Sunday, January 6, 2013: 11:20 AM
Roosevelt Ballroom III (Roosevelt New Orleans)
During Cato Sells’ tenure as Commissioner of Indian Affairs, the United States government promoted a pro-natalist policy in its interactions with the nation’s indigenous populations. By situating Sells’ campaign alongside similar campaigns directed toward other minority groups, as well as in the context of the broader pro-natalist efforts Laura Lovett and others have identified in early twentieth-century American settler society, this paper interrogates the sometimes complicated relationship between pro-natalism, nation-building, and medical authorities. Though a variety of factors influenced such policies, primary among them was Bureau of Indian Affairs (BIA) officials’ hope that strengthening the health of American Indian mothers and babies would further the agency’s broader assimilation agenda, namely the education of Indian children in boarding schools and the education of American Indian mothers in appropriate domesticity. Thus, field matrons, long in the business of implementing Americanization efforts on Indian reservations, took on a large part of this pro-natalist agenda. Yet, government representatives associated with the BIA regularly insisted that the battle against Indian infant mortality required dedication on the part of all BIA employees, from the field matrons to the superintendents to the reservation physicians.

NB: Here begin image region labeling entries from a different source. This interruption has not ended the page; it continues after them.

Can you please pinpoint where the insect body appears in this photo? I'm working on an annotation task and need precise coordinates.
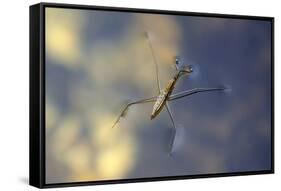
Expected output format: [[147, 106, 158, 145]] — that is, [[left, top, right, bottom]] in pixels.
[[112, 33, 226, 153], [150, 67, 192, 119]]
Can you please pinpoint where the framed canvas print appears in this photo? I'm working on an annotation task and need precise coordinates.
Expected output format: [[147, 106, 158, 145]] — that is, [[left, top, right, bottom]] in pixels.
[[30, 3, 274, 188]]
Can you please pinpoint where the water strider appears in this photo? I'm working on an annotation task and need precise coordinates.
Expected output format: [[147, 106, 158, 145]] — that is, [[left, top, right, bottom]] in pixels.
[[109, 32, 226, 153]]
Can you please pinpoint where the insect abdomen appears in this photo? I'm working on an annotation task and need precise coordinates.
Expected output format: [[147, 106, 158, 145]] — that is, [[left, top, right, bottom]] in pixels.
[[150, 79, 176, 119]]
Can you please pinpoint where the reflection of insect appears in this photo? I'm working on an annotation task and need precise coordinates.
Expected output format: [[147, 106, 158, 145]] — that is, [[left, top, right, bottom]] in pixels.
[[112, 33, 226, 151]]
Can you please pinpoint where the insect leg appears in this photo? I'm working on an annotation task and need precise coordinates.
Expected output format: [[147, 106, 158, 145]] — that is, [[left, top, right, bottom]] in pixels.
[[145, 32, 161, 94], [168, 87, 226, 101], [112, 96, 157, 128]]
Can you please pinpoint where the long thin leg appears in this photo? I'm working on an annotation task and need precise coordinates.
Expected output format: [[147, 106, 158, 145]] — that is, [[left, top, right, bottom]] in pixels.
[[145, 32, 161, 94], [112, 96, 157, 128], [165, 101, 177, 154], [168, 87, 226, 101]]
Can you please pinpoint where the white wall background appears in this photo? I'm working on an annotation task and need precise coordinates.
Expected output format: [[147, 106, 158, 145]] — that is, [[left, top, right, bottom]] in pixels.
[[0, 0, 276, 191]]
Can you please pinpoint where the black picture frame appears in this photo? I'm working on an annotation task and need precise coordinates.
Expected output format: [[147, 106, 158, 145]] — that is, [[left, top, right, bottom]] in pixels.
[[29, 3, 274, 188]]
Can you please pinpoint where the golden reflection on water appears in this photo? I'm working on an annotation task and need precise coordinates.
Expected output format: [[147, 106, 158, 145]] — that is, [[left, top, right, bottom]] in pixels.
[[46, 8, 180, 182]]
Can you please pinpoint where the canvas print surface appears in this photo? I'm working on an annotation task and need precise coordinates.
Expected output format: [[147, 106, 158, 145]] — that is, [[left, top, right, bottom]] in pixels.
[[45, 7, 272, 184]]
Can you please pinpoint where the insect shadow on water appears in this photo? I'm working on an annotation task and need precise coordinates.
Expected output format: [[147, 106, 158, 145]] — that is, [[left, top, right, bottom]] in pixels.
[[112, 32, 227, 155]]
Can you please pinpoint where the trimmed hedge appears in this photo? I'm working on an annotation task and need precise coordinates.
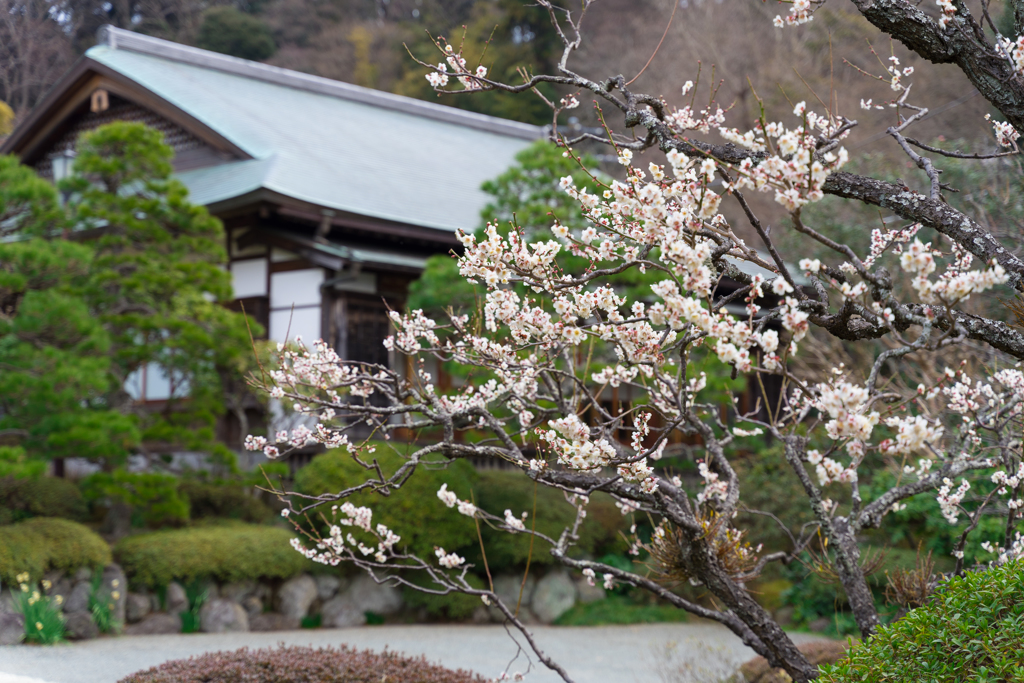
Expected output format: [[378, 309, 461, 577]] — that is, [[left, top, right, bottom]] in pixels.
[[118, 645, 483, 683], [819, 561, 1024, 683], [0, 517, 111, 585], [114, 523, 312, 588]]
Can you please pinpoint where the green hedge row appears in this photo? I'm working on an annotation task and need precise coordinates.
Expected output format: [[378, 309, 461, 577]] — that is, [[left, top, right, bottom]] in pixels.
[[818, 561, 1024, 683], [114, 523, 312, 588], [0, 517, 111, 585]]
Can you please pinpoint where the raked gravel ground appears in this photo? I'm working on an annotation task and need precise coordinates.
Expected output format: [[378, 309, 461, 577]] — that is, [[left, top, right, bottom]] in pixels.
[[0, 623, 815, 683]]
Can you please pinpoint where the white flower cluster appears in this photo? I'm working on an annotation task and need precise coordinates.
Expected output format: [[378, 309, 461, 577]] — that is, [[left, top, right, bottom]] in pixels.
[[936, 477, 971, 524], [434, 548, 466, 569], [772, 0, 814, 29], [884, 54, 913, 92], [935, 0, 956, 29], [995, 36, 1024, 75], [985, 114, 1021, 150], [426, 45, 487, 90], [505, 510, 526, 531], [813, 382, 879, 449], [697, 460, 729, 503], [880, 415, 943, 456], [291, 503, 401, 566], [807, 451, 857, 486], [733, 102, 850, 211], [900, 239, 1010, 304], [437, 483, 476, 517], [992, 463, 1024, 496]]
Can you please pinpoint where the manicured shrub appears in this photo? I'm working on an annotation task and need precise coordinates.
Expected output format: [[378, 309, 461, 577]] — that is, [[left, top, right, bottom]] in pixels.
[[0, 476, 86, 524], [819, 561, 1024, 683], [0, 517, 111, 584], [119, 645, 483, 683], [115, 523, 311, 588], [295, 444, 475, 557], [178, 479, 274, 524]]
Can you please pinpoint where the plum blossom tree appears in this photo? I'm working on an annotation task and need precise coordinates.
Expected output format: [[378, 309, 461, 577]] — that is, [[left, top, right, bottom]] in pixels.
[[248, 0, 1024, 681]]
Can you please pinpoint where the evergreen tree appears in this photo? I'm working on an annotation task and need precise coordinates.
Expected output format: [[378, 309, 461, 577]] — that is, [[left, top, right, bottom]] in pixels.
[[0, 123, 260, 473]]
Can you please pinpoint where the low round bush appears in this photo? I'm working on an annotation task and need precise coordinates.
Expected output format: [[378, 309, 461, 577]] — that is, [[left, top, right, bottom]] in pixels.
[[0, 476, 86, 524], [819, 561, 1024, 683], [119, 645, 483, 683], [114, 523, 312, 588], [0, 517, 111, 584]]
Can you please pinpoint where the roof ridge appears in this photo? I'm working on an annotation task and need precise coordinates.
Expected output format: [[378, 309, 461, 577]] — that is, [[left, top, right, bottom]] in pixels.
[[96, 25, 546, 140]]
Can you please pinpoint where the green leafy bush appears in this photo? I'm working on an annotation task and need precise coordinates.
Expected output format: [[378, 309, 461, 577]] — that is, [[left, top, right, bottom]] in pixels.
[[82, 470, 189, 527], [0, 517, 111, 584], [0, 445, 46, 481], [115, 523, 311, 588], [178, 479, 274, 524], [0, 476, 86, 524], [819, 561, 1024, 683], [295, 444, 479, 557], [119, 645, 483, 683]]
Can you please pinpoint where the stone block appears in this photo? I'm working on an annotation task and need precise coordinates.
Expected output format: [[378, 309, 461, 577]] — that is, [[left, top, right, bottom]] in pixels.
[[529, 569, 577, 624], [321, 593, 367, 629], [65, 612, 99, 640], [199, 598, 249, 633], [249, 612, 302, 631], [275, 573, 316, 620], [125, 612, 181, 636]]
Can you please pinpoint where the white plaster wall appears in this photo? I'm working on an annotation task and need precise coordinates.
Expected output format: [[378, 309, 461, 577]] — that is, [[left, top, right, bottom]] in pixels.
[[231, 258, 266, 299], [270, 268, 324, 309], [269, 306, 321, 346]]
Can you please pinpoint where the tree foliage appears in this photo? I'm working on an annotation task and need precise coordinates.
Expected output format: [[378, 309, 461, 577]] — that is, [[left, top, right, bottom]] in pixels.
[[0, 123, 252, 465], [196, 7, 278, 61]]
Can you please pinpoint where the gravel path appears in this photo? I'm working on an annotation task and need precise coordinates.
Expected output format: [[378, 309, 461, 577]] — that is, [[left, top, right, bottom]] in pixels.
[[0, 623, 815, 683]]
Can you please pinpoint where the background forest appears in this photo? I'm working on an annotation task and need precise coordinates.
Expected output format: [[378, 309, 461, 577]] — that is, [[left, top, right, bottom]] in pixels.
[[0, 0, 1004, 136]]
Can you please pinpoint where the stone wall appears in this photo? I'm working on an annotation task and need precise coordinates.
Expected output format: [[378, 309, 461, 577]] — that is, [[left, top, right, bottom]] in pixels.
[[0, 564, 604, 642]]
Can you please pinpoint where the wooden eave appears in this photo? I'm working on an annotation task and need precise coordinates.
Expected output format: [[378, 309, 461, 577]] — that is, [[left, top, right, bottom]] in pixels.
[[0, 57, 252, 164]]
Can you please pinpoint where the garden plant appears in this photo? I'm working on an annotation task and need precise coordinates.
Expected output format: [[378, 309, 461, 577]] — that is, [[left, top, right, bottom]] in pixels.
[[248, 0, 1024, 681]]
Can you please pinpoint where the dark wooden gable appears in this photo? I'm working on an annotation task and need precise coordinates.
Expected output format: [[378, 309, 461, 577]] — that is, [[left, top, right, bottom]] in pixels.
[[30, 94, 231, 179]]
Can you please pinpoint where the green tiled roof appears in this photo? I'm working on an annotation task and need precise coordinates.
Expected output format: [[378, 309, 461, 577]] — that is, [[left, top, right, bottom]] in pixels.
[[86, 28, 544, 230]]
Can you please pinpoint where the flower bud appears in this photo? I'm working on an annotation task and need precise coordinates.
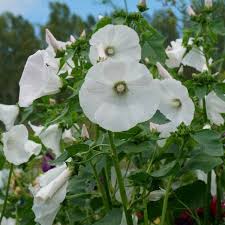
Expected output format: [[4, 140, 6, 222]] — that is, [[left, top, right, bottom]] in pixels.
[[187, 5, 196, 16], [137, 0, 148, 12], [81, 124, 90, 139], [70, 35, 76, 43], [62, 129, 76, 144], [45, 29, 61, 52], [98, 14, 104, 20], [156, 62, 172, 79], [205, 0, 213, 8], [80, 30, 87, 38]]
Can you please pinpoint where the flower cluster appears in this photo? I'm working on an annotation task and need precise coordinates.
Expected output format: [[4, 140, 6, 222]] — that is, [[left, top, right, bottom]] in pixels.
[[0, 1, 225, 225]]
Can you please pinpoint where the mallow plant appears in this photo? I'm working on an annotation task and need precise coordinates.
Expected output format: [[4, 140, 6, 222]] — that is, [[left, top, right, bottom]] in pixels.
[[0, 1, 225, 225]]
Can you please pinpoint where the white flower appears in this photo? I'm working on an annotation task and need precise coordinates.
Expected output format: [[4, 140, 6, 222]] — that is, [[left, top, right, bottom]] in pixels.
[[0, 169, 9, 190], [89, 25, 141, 64], [19, 50, 62, 107], [2, 125, 41, 165], [30, 164, 71, 225], [156, 62, 172, 79], [29, 123, 62, 156], [0, 104, 19, 130], [182, 47, 208, 72], [159, 79, 195, 127], [205, 91, 225, 126], [205, 0, 213, 8], [70, 35, 76, 44], [187, 5, 196, 16], [1, 217, 16, 225], [166, 39, 186, 68], [62, 128, 76, 144], [80, 124, 90, 139], [149, 189, 166, 202], [79, 61, 159, 132]]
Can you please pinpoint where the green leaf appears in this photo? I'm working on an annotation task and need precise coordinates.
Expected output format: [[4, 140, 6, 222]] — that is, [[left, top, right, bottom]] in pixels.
[[117, 141, 152, 154], [94, 208, 122, 225], [169, 181, 206, 210], [94, 16, 112, 32], [151, 160, 178, 177], [191, 129, 223, 156], [150, 110, 170, 124], [183, 154, 223, 173], [128, 171, 152, 188], [66, 144, 89, 157], [141, 29, 166, 64]]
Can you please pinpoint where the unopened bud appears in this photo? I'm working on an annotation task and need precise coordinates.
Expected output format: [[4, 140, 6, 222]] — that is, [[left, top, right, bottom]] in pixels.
[[137, 0, 148, 12], [205, 0, 213, 8], [156, 62, 172, 79], [149, 122, 159, 133], [203, 124, 211, 130], [70, 35, 76, 43], [81, 124, 90, 139], [98, 14, 104, 20], [45, 29, 61, 52], [49, 98, 56, 105], [187, 5, 196, 16], [80, 30, 87, 38]]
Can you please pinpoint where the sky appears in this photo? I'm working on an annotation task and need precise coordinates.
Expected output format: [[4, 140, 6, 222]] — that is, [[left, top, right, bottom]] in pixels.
[[0, 0, 165, 24]]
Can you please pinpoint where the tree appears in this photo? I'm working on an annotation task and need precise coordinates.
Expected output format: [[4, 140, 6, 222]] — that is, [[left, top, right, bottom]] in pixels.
[[41, 2, 95, 41], [0, 13, 40, 104]]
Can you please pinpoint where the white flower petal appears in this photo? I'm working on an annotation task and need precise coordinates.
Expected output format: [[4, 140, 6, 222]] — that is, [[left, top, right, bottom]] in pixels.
[[166, 39, 186, 68], [79, 61, 159, 132], [0, 104, 19, 130], [2, 125, 41, 165], [182, 47, 208, 72], [30, 123, 62, 156], [19, 50, 62, 107], [156, 62, 172, 79], [62, 128, 76, 144], [31, 164, 70, 225], [205, 91, 225, 126], [89, 24, 141, 64]]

This paper focuses specifically on the Save the Babies campaign Sells implemented in 1912. Building on Lisa Emmerich’s important work on field matrons’ role in this maternalist campaign, this paper explores the role of physicians (both outside experts and those living and working on reservations) in the implementation of this federal pro-natalist agenda, both in theory and in practice. In doing so, this paper adds a new dimension to our understanding of the relationship between American Indian health and assimilation from a gendered perspective. Additionally, it enlarges our understanding of interactions between BIA doctors and federal officials, thereby illuminating physicians’ influence on healthcare policy.